Karen began with asserting that (1) we are all “virtual workers” — anyone with wireless and depending on electronic meditated communications, and (2) to our detriment we are still using the methods of Frederick Winslow Taylor in this world. She went on define a mathematical model for ‘virtual distance’ that has three primary factors: physical distance, operational distance, and affinity distance (e.g. extent of shared culture and interdependence). [Side note: given the factors and accompanying description, 'digital distance' would be a more memorable label for me.] Karen noted, Thomas Friedman aside, that although the world is getting ‘flatter’, our connections are not necessarily becoming more effective, including with those that we work with in physical space.

Also see Michael Krigsman’s 2006 ZDNet interview: Karen Lojeski on Virtual Distance.

David Millen

Of the three presentations, this one was the most interesting for me as it provided a further glimpse into IBM’s internal social media  journey that I have been actively following for going on ten years…being curious both as a former IBM-er and as someone playing catch-up in the subject area in two successive day-jobs.

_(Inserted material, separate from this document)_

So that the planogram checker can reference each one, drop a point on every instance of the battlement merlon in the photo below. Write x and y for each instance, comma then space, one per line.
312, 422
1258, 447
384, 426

David live demo-ed the following behind-the-firewall applications: Dogear social bookmarking,  Beehive social networking, and Cattail file-sharing .

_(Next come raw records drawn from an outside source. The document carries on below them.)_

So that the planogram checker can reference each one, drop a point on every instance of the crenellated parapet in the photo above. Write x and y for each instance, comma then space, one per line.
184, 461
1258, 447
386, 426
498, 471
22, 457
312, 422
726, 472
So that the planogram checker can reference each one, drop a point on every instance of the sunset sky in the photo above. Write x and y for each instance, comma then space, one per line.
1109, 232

With my day-job I’m still not fully settled with the more social aspects of social networking and I tend to fall into the camp that David mentioned regarding “most people would question the business value of photo-sharing”; however, David argued value derived in company culture building including enculturating new-hires, and institutional memory. I’m slowly warming to the idea of what starts as more social connections (employees that like the same movies?) can still lead to connections then leveraged for more business ends.

In category of “things I hadn’t thought about yet” was a brief side discussion regarding potentially conflicting objectives for recommendation engines; for example, the difference between extending the employee’s network into new unexpected but beneficial directions versus the filling in the already existing implicit network in the sense of the “you may also know” recommendations. I also found the concept of using a recommendation engine for queuing questions to answer in a profile an interesting and novel (to me) approach with likely additional use cases beyond profiles.

I asked if users gave push-back regarding maintaining multiple profiles/personas internally — something that I put up with (and occassionally want) in internet, but have hopes of avoiding inside the firewall. David acknowledged as some concern and that the answer was likely not a single profile even inside firewall.